賃借人が退去せず不動産売買が最終的に不成立となった場合でも、公認仲介士に仲介手数料を支払うべきだとする司法判断が出た。不動産取引の現場では通常、残代金まで支払われて取引が成立したとみて仲介報酬の支払い可否を判断する場合が多いが、裁判所は売買契約が締結された時点で仲介業務は既に完了しているとみなした。
20日不動産業界と法曹界によると、今月ソウル中央地裁は主要判決の一つとして事件「2025가단89955」の判決文を公開した。裁判所は被告の株式会社Bが原告の公認仲介士Aに仲介報酬1億395万ウォンとこれに対する遅延損害金を支払うよう命じた。遅延損害金は2025年6月19日から完済日まで年12%の比率で計算するよう定めた。
事件はソウル中区の一つの土地と地上建物の売買過程で生じた。B社は2024年10月30日、公認仲介士Aの仲介で買主Cと当該不動産を105億ウォンで売却する契約を締結した。手付金は10億5000万ウォン、中間金は15億5000万ウォン、残代金は84億ウォンだった。

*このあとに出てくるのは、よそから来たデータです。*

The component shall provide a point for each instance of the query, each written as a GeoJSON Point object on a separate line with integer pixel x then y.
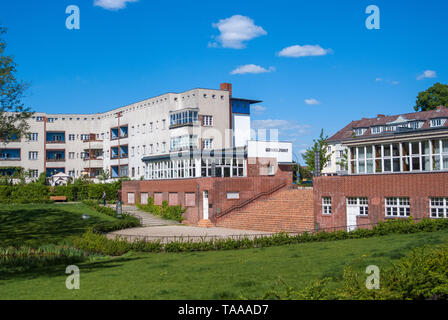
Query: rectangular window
{"type": "Point", "coordinates": [32, 155]}
{"type": "Point", "coordinates": [34, 173]}
{"type": "Point", "coordinates": [326, 205]}
{"type": "Point", "coordinates": [361, 203]}
{"type": "Point", "coordinates": [233, 195]}
{"type": "Point", "coordinates": [438, 207]}
{"type": "Point", "coordinates": [207, 121]}
{"type": "Point", "coordinates": [397, 207]}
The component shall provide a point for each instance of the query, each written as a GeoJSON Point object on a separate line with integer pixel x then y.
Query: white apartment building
{"type": "Point", "coordinates": [118, 140]}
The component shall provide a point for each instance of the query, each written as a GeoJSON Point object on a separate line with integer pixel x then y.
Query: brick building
{"type": "Point", "coordinates": [396, 167]}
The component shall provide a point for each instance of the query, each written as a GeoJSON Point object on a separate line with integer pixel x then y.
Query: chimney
{"type": "Point", "coordinates": [226, 87]}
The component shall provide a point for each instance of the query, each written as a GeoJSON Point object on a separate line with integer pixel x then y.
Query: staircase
{"type": "Point", "coordinates": [288, 210]}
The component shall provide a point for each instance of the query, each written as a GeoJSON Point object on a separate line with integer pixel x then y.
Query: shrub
{"type": "Point", "coordinates": [164, 211]}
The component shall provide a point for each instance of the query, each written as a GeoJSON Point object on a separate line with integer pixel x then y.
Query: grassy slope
{"type": "Point", "coordinates": [214, 275]}
{"type": "Point", "coordinates": [45, 223]}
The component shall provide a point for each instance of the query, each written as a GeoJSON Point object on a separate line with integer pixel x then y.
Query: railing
{"type": "Point", "coordinates": [246, 202]}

中間金の支払日は2024年11月29日、残代金の支払日は2025年5月1日と定めた。
契約には重要な特約も含まれた。B社が当該不動産にいるすべての賃借人を退去させた後、土地と建物を買主に引き渡すという内容だ。のちに当事者らは残代金の支払日を2025年5月1日から同月16日に延長した。
しかし延長された残代金日を過ぎても、B社は賃借人らをすべて退去させることができなかった。買主Cはこれを理由に残代金の支払いを留保した。残代金を受け取れなかったB社は、売買契約が最終的に完了していないとみて、公認仲介士Aに仲介報酬を支払わなかった。
これを受けAはB社を相手取り、仲介報酬1億395万ウォンと遅延利息の支払いを求める訴訟を提起した。審理でB社は「原告Aが残代金支払日を2025年5月1日から5月16日に延長し、延長された残代金日にも買主が残代金を支払わなかった」として「仲介報酬を支払う義務はない」と主張した。
しかし裁判所はB社の主張を認めなかった。裁判部は売買契約の特約事項に「残代金日は相互協議の上で調整できる」との内容があり、B社も残代金の支払日を5月1日から16日に延長することに同意したとみた。したがって残代金日の延長の責任を公認仲介士Aに転嫁することはできないと判断した。
裁判所はまた、売買が最後まで履行されなかった原因は公認仲介士の仲介業務未完了によるものではなく、売主側の賃借人退去義務不履行にあるとみた。裁判部は「被告は本件不動産の賃借人らを全員退去させた後に不動産を引き渡すことに定めたが、延長された残代金支払期日はもちろん、弁論終結日である2025年9月9日まで賃借人らが当該不動産を占有・使用中であるとみられる」と述べた。
続けて「このため買主が残代金の支払いを留保している事情を考慮すれば、本件売買契約に関する原告の仲介業務が完了していないとか、仲介報酬の支払時期が到来していないとは言い難い」と判断した。
結局、裁判所は買主が残代金を支払っていない事情だけで仲介報酬の支払義務が消滅するわけではないとみた。売買契約が締結され、その後の残代金支払いの遅延原因が売主の賃借人退去義務不履行にある場合、公認仲介士の仲介業務は既に完了したと評価できるという趣旨だ。
ビョン・ソンボ法務法人ジウム弁護士は「一般的な不動産売買契約で、多くの人が残代金を受け取れなければ契約が完了していないと認識し、仲介手数料を支払わなくてもよいと考える場合が多い」としたうえで、「しかし売買契約書を作成した瞬間に契約は締結されたのであり、仲介業務も行われたもので、法的には仲介手数料の支払義務も発生する」と説明した。